How can any leader advocate narrowing the gap between rich and poor when they give themselves a more than a fifty percent wage increase while offering the workers less then 10 percent.

If they are serious about narrowing the gap they should give themselves a seven percent wage increase and offer the workers at the lower scale fifty percent.



Should the leaders of countries not rule by example?

Starving African feeds the glut of the world

Why should the best local food be exported while inferior produce is dumped on the African market. Why should Africans follow the first world trend? Do we not also deserve the best?

Why export food at all while 75% of Africans struggle to put decent food on the table?

Why should Africa need import food if we have enough to export?

The science for global intelligent farming exists. If all peaceful countries in Africa unite to create an African market according to the continent's needs, it would not be necessary for people to flog to the most southern point of Africa in a hope to escape starvation.

It is now the time for survival tactics while the rest of the world is still focused on making poverty a history.
Africa will have to prove that they are not merely global beggars but can and will become self sustainable.

This cycle of pouring investment into Africa will not last forever. We need to "
strike while the world's pockets are open"

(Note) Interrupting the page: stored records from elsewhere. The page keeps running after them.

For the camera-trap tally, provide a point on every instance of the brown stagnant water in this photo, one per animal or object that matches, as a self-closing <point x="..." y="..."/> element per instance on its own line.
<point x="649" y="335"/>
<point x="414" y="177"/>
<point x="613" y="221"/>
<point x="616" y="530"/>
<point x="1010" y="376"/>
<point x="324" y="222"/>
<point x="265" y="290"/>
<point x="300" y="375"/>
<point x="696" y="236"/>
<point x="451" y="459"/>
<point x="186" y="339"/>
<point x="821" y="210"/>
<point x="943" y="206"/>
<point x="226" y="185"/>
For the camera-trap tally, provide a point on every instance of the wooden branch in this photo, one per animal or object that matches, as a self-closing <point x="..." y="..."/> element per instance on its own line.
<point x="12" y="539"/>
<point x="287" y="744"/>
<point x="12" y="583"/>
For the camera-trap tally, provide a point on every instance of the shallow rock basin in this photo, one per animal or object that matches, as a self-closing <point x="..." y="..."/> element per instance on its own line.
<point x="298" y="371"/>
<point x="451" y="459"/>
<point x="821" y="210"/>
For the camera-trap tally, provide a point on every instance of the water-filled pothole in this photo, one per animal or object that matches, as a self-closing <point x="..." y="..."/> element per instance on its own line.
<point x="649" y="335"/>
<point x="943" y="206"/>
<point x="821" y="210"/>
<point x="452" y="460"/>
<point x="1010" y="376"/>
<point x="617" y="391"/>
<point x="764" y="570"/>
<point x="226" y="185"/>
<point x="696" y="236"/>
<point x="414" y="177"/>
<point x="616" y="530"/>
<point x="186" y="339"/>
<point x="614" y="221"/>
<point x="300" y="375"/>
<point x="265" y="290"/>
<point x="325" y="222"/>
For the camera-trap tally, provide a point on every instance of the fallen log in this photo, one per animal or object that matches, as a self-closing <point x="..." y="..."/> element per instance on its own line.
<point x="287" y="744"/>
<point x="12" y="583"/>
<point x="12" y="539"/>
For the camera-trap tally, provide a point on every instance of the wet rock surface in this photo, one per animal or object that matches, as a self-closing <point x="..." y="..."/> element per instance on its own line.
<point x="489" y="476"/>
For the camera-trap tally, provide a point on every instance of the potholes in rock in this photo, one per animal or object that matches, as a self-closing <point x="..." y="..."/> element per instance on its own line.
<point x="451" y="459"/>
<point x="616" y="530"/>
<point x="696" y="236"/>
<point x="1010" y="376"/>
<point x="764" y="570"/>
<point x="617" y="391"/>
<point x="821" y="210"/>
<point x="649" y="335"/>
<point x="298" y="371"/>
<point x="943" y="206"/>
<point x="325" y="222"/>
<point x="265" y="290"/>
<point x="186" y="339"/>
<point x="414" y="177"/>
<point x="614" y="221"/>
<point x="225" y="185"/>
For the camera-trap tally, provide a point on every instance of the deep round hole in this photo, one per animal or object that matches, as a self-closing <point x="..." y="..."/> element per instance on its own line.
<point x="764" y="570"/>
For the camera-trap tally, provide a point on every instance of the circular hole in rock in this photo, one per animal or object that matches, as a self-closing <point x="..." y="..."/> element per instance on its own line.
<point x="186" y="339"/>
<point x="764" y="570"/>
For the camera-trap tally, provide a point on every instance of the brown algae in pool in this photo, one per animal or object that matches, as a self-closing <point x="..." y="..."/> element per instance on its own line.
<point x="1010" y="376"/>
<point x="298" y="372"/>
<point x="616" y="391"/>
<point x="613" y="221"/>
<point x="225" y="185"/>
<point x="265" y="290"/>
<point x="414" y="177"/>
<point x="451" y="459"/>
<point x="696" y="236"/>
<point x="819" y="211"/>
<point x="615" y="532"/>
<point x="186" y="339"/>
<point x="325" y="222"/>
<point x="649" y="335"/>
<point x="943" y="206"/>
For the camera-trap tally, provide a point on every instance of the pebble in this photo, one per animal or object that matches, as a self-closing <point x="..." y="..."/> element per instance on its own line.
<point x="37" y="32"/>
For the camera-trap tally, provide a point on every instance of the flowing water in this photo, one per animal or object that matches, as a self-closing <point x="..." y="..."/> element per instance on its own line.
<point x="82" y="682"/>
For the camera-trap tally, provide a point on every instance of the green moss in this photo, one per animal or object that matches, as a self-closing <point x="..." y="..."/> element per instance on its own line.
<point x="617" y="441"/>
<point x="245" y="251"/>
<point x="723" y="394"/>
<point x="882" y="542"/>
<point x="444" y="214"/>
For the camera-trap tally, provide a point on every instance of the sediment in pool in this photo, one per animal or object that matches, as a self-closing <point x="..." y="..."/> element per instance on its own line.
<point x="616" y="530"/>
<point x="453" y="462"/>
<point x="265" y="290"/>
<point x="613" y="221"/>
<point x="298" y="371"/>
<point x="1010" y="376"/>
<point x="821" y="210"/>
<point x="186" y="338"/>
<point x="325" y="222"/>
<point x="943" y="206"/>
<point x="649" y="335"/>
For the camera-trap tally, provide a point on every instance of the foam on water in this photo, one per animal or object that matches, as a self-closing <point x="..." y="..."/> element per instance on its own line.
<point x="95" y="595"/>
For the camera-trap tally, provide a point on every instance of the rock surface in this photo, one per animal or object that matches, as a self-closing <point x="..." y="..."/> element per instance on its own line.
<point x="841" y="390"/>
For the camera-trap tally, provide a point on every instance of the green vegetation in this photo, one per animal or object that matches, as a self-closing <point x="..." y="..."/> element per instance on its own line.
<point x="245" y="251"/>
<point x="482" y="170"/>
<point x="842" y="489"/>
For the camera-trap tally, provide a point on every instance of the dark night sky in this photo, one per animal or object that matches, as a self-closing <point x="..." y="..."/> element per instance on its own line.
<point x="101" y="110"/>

Africa can not afford to wait for corrupt or war-torn African countries to restore harmony and peace. The countries who are ready to make poverty a history need to unite now to create global poverty rescue strategies.

Majority Rule in Africa




Opposition parties often create conflict and unrest by stirring the large group of "unthinking" public into violent action. It is often the politician that is able to deceive the public the most who gained power in the first place.

Sadly these same politicians often forget the very people who voted them in as soon as they are elected.

The "unthinking" public can be stirred to devotion, loyalty and peace if they experience their leader's efforts to improve their standard of living and protection.

In Africa it is the working (or unemployed) class who puts politicians in power. It is the same working class the opposition will use to topple him/her from power.

Caring for the needs of the workers and the unemployed is the best political move a politician can make.